Lundi dernier, la MPAA avait admis avoir procédé à la copie du documentaire satirique "This Film Is Not Yet Rated" du cinéaste Kirby Dick, film où ce dernier dénonçait justement les méthodes de travail de la MPAA.
Le film "This Film Is Not Yet Rated" programmé ce mercredi au festival Sundance dénonce la censure et les méthodes de travail des 10 membres du bureau de contrôle de visionnage des films de la MPAA qui classifie les films comme suit :
G (general audience) : tout public ;
PG (parental guidance suggested) : accompagnement parental recommandé ;
PG-13 (parents strongly cautioned) : accompagnement parental recommandé, film déconseillé au moins de 13 ans ;
R (restricted) : les mineurs de moins de 17 ans doivent être accompagnés d’un adulte ;
NC-17 : interdit aux moins de 17 ans.
Dans son documentaire, Kirby Dick démontre que la MPAA censure plus facilement les oeuvres issues de producteurs indépendants que celles des grosses maisons hollywoodiennes. De même une scène de sexe mettant à l’image un couple hétérosexuel se verra moins vite censuré qu’un couple gay.
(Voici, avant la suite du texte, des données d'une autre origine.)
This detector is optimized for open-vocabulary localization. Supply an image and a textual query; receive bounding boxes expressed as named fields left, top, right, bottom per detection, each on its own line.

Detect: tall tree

Le cinéaste a appris que son oeuvre avait été copiée et que la mention NC-17 "some graphic sexual content" (interdit aux mineurs) figurait sur son oeuvre. LA MPAA s’apercevant que ses membres étaient cités dans le film avait procédé à la copie de celle-ci et l’avait distribué en interne.
Il faut préciser que le film n’est ni commercialisé ni diffusé. Saisie par l’avocat de Kirby Dick, l’organisation a répondu par un laconique "the confidentiality of your film ... is our first priority. Please feel assure that your film is in good hands." ( la confidentialité de votre film ... est notre première priorité. Soyez assurés que votre film est entre de bonnes mains).
Devant la justice, la défense convenue de la MPAA sera axée sur l’argument que le film a été dupliquée à des fins privés (copie privée !), comme valeur de preuve pour d’éventuelles procédures. Elle estime que ses membres ont été suivis dans leur intimité et qu’elle en avait informé la police, craignant pour leur sécurité. Le but d’un documentaire et du travail journalistique n’est-il justement pas d’enquêter à couvert ?
Kirby Dick estimant n’avoir jamais donné son accord, demande que toutes les copies faites lui soit restituées. La MPAA estime être en état de légitime défense. On attendra de voir avec curiosité quelle sera la décision de la justice.